Мицан почти дошел до базарной площади, когда услышал, как кто-то произнес его имя, а потом несколько голосов дружно засмеялись. Он развернулся. Звуки раздавался из небольшого сада, в котором на каменной лавке сидели трое мальчишек, примерно одного с ним возраста. Мицану они были смутно знакомы: один, худощавый и покрытый прыщами с вытянутым лицом, был, кажется, сыном мясника из соседней родному дому Квитои лавки. Второй, чернявый и коренастый, был в той же лавке зазывалой, а третий, с откровенно девчоночкой внешностью и длинными волосами до плеч, был Мицану не знаком. Неожиданно он понял, что все трое смотрят на него и хихикают перешептываясь.
— По какому поводу веселитесь, парни? — окрикнул он сидевших на лавочке. Парни явно были пьяны, особенно сидевший с левого края сын лавочника, и, кажется, не ожидали, что он их услышит.
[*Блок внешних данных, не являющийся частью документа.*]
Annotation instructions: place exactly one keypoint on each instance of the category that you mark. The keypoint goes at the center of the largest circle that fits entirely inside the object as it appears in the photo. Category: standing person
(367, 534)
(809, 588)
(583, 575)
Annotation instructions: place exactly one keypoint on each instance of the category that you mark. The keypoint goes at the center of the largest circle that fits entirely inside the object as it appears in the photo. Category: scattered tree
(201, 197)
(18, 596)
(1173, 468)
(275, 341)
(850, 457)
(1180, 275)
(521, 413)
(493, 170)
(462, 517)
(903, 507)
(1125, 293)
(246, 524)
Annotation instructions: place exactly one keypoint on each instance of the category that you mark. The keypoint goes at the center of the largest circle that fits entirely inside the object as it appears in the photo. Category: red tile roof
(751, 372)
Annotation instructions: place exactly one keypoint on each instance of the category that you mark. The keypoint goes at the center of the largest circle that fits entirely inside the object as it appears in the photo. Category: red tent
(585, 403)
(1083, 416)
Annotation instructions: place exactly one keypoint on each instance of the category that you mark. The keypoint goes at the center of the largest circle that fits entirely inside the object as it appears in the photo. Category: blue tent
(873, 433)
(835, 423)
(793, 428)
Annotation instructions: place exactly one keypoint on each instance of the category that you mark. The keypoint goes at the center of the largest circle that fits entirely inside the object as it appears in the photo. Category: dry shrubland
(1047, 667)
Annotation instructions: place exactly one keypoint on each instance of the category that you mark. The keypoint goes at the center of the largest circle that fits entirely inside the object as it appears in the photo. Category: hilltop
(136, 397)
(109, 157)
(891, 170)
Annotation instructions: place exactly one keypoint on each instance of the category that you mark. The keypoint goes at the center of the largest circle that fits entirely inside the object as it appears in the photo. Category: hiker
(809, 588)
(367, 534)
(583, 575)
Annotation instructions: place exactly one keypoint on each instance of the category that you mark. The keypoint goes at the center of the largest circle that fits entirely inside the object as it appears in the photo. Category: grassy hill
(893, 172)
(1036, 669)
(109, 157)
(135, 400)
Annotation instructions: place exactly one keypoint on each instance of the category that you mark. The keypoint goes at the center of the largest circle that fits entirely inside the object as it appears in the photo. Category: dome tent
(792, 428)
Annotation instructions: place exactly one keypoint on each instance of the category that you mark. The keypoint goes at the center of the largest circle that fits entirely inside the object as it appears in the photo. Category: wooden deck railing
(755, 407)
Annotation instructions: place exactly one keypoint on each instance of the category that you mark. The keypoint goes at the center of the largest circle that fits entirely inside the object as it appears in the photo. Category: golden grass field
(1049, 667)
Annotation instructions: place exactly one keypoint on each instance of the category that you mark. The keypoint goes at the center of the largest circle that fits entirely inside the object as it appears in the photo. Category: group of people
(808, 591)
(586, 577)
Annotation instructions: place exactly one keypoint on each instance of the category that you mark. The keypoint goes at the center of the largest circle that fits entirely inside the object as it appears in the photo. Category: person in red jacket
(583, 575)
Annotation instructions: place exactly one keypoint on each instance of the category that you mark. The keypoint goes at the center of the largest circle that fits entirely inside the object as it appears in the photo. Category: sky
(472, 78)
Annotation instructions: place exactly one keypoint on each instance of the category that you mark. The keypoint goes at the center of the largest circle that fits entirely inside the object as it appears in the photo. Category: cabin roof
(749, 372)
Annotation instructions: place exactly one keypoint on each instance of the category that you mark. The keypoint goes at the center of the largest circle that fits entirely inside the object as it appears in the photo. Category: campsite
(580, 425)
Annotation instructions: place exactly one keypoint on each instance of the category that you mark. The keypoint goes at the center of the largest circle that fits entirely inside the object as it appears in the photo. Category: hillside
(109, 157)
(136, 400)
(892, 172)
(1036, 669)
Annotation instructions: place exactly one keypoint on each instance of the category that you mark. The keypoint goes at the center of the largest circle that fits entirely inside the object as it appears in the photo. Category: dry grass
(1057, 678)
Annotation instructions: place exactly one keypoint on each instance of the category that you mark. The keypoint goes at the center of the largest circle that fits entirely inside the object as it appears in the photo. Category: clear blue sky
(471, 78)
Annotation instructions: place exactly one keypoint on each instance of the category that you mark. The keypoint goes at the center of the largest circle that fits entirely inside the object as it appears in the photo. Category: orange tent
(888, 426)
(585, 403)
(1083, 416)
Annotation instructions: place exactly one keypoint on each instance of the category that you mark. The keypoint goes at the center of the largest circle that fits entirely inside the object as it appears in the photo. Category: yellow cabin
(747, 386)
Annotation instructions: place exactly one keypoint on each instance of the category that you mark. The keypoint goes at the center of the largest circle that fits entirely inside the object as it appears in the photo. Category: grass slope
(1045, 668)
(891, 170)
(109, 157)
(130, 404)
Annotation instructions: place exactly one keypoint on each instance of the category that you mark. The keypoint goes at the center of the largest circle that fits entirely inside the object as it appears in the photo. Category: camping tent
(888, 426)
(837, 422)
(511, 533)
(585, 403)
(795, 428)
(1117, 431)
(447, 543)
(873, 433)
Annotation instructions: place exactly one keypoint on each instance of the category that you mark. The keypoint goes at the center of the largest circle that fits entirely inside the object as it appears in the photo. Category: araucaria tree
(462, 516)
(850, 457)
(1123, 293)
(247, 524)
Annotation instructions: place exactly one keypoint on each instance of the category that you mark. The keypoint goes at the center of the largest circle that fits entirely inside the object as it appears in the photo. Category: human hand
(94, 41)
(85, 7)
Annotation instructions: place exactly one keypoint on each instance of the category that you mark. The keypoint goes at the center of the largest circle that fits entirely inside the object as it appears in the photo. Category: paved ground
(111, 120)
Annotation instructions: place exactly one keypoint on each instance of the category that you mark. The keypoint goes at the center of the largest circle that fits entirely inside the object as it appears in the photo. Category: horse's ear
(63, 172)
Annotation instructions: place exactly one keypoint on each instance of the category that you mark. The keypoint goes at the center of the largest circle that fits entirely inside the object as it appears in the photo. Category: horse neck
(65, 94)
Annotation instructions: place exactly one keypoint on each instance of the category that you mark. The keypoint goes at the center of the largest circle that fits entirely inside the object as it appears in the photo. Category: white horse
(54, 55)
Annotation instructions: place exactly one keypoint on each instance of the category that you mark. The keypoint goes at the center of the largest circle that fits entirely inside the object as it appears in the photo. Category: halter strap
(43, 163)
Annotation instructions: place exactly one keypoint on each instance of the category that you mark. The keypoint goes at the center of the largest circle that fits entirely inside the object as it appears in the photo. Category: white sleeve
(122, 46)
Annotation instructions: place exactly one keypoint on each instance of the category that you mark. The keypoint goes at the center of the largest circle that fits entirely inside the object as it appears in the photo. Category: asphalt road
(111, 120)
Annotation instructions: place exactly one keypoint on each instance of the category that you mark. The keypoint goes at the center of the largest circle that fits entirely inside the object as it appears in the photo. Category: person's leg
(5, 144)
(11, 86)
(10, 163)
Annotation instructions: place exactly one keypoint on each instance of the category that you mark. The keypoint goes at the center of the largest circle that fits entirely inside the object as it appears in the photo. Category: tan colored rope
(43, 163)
— Да так, вспомнили веселую историю. Ничего важного. Доброй ночи тебе Мицан, — быстро проговорил коренастый паренек, явно бывший самым трезвым из троицы, но сидевший рядом с ним худощавый расплылся в улыбке
— Да это же он… ик! Сука, ик… точно он! Умора, — у парня сильно заплетался язык, а глаза затянула мутная пелена.
— Да, это я. А ты видимо что-то сказать мне хочешь?
— Керах очень пьян, Квитоя, — продолжил его друг. — Ты, пожалуйста, не обращай на него внимания. Говорит что-то невпопад постоянно.
Мицан пристально посмотрел на этого Кераха. Да, он был смертельно пьян, и явно плохо соображал, но смеялся он все-таки над ним. Ошибки быть не могло. Впрочем, Мицан не знал, что именно такого смешного показалось в нем сыну лавочника, и решил оставить их в покое. Но стоило ему развернуться и сделать один шаг, как худощавый Керах вновь заговорил.
— Да не, ну забавно же… ик… только мы вспомнили, что Мирна Квитоя, ик, за кувшин вина у нас троих отсосет, как тут же её сынок нарисовался… видать знак небес… Ик. Ой.